Nos encontrabamos en la cima de unas cumbres montañosas relativamente cerca de Qualinost, pero aun no estaba a la vista. Llevabamos tres dias viajando a paso ligero. Gracias a que nuestro equipaje no era mucho nos moviamos con rapidez. No ibamos nosotros solos. Nos acompañaban cuatro druidas mas que habia visto de pasada por la Orden, siquiera sabia sus nombres. Uno era un Helecho, otro Fresno Hojazur, otro una Pua de Oropel y otro Cactus. Me reia bastante con Helecho y Cactus, eran los mas jovenes y su inocente espiritu ecologista me parecia encantador.
Eloisa llevaba todo el viaje mas antipatica de lo habitual. Una noche, la ultima noche antes de llegar a la ciudad. Cuando nos hayabamos en los lindes de los campamentos orcos. Me hablo con orgullo.
- Ninguno de mis aprendices ha muerto en su primera batalla. Y tu no vas a ser el primero. Nos quedaremos en el bloque central, y cuando ellos empiecen a avanzar iremos retroceciendo. No ataques a no ser que te sientas amenazado. Y... queria darte algo... toma.
Me cogio la mano con fuerza y en ella deposito un colgante del cual pendia una especie de colmillo. En realidad me conto que era una espina de su Rosa de Cristal. Era la planta que simbolizaba su vida, era una rosa unica en el mundo, su tallo era completamente de cristal inmaculado. Era tan brillante e impoluto que mirarlo era como ver el agua de un rio, que se contorsionaba con elegancia y dulzura hacia el cielo. De el brotaban como las gemas del suelo rubies escarlata. Petalos de sangre y fuego que explosionaban con una belleza sin igual en flores magestuosas.
Me quede fascinado. Y mas aun cuando me aseguro del poder magico de aquel amuleto. Habia consagrado su vida a el, y hasta que ella no muriera, yo no podria hacerlo. Sonaba a historia fantastica, pero habia visto a un anciano recuperarse en dias de una herida mortal gracias pociones y unguentos y habia visto a un elfo en los puertos grises prender fuego con solo sus manos. Asi que en parte creia en aquello. Tambien me dio mi equipo de batalla. Brazales, armadura de cuero y el machete.

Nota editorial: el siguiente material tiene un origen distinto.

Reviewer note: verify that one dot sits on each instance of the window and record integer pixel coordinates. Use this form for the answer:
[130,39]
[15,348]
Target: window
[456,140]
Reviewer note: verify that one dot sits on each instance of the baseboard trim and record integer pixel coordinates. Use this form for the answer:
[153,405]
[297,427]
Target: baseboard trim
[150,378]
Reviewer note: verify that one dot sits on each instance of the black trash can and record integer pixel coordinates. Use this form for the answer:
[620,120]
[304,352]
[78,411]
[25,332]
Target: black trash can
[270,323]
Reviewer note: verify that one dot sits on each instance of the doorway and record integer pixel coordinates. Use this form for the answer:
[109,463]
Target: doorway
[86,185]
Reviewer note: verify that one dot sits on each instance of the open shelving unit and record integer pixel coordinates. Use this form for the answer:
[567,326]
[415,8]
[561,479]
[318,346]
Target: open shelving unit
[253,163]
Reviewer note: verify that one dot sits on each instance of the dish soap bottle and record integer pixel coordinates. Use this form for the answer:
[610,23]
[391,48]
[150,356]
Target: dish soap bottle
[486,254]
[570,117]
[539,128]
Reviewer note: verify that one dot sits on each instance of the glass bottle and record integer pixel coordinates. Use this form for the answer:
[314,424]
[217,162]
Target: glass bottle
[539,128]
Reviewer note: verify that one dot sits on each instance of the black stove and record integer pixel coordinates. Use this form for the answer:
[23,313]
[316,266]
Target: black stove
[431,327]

A la mañana llegamos a Qualinost. El bosque hacia su efecto, retrasando las tropas enemigas dificultando su avance hasta las murallas. Muchos arboles ardian en llamas, pero estas llamas jamas llegarian a Qualinost, pues arcanos conjuros la protegian. Las murallas habian llegado a ser dañadas durante uno de los asaltos, pero no habia llegado a traspasarlas, numerosos elfos se acinaban con arcos enarbolados en la almenas, esperando al enemigo. A las puertas formaban las tropas, caballeros, lanceros y soldados rasos. Los unicos que demostraban seguridad eran los caballeros, las tropas de elite de Elistan. Eloisa nos presento ante el capitan de la tropa de espadachines, un tal Joswenael. Recibio nuestra ayuda encantado y nos presento a algunos druidas pertenecientes a otra orden que luchaban a lado de los elfos. Nos ubico concretamente en el ejercito y nos digo las ordenes de quien debiamos seguir. Nos dejo la mañana para relajarnos y pasear por la ciudad, pero antes del atardecer nos queria preparados para la guerra.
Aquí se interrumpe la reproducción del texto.